C'est à Natchez que j'ai découvert les tamales!
J'ai aimé les Mississippi, malgré tout, malgré sa gestion déplorable des droits civiques. Mais je ne suis pas américaine, et encore moins afro-américaine, J'ai observé, questionné, partagé mes étonnements... je n'ai pas compris pourquoi cet État était tout en haut sur la liste des injustices. En souvenir d'un rêve de 1963...

Martin Luther King : "I still have a dream. It is a dream deeply rooted in the American dream. I have a dream that one day this nation will rise up and live out the true meaning of its creed : 'We hold these truths to be self evident, that all men are created equal.' I have a dream that one day on the red hills of Georgia, the sons of former slaves and the sons of former slave-owners will be able to sit down together at the table of brotherhood. I have a dream that one day even the state of Mississippi, a state sweltering with the heat of injustice, sweltering with the heat of oppression, will be transformed into an oasis of freedom and justice. I have a dream that my four little children will one day live in a nation where they will not be judged by the color of the skin but by the content of their character. I have a dream today."
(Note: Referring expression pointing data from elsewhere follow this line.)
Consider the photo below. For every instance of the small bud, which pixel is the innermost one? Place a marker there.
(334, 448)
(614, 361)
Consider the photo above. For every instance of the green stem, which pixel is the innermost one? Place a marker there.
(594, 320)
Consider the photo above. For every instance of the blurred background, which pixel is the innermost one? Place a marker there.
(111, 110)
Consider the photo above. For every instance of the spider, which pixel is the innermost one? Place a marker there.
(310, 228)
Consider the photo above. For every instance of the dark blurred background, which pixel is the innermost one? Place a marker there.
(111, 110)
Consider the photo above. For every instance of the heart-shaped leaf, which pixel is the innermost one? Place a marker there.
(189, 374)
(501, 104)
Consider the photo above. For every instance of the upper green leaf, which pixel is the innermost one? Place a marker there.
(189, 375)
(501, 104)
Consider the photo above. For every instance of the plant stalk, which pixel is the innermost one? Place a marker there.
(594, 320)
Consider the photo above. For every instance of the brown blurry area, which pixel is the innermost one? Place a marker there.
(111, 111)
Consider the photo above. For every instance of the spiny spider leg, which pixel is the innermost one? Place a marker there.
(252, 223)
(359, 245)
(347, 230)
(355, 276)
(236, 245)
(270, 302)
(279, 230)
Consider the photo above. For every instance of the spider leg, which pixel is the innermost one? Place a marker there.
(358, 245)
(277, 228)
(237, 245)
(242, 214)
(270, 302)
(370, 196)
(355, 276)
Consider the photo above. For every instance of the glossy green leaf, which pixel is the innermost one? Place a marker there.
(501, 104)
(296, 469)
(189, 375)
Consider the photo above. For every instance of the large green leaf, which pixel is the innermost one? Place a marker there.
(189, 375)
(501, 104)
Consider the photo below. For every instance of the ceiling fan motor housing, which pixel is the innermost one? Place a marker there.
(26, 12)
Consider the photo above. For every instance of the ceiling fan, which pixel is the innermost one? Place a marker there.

(Je fais encore un rêve. C’est un rêve profondément enraciné dans le rêve américain. Je rêve qu'un jour ce pays se dressera et se décidera à appliquer véritablement ses principes selon lesquels tous les hommes ont été créés égaux. Je fais le rêve que, un jour, sur les collines rouges de Géorgie, les fils des anciens esclaves et les fils des anciens propriétaires d’esclaves seront capables de s’asseoir ensemble à la table de la fraternité. Je fais le rêve qu’un jour viendra où l’état du Mississippi, un état ravagé par la flamme de l’injustice et de l’oppression, se transformera en une oasis de liberté et de justice. Je fais le rêve que mes quatre enfants vivront un jour dans une nation où ils ne seront pas jugés selon la couleur de leur peau, mais selon leur personnalité. Je fais ce rêve aujourd’hui.)


Avec toute mon amitié.
D.

Au 19e siècle, la culture du coton représentait la plus grosse production du Mississippi.
Maintenant, c'est le poisson-chat qui est consommépartout dans le pays.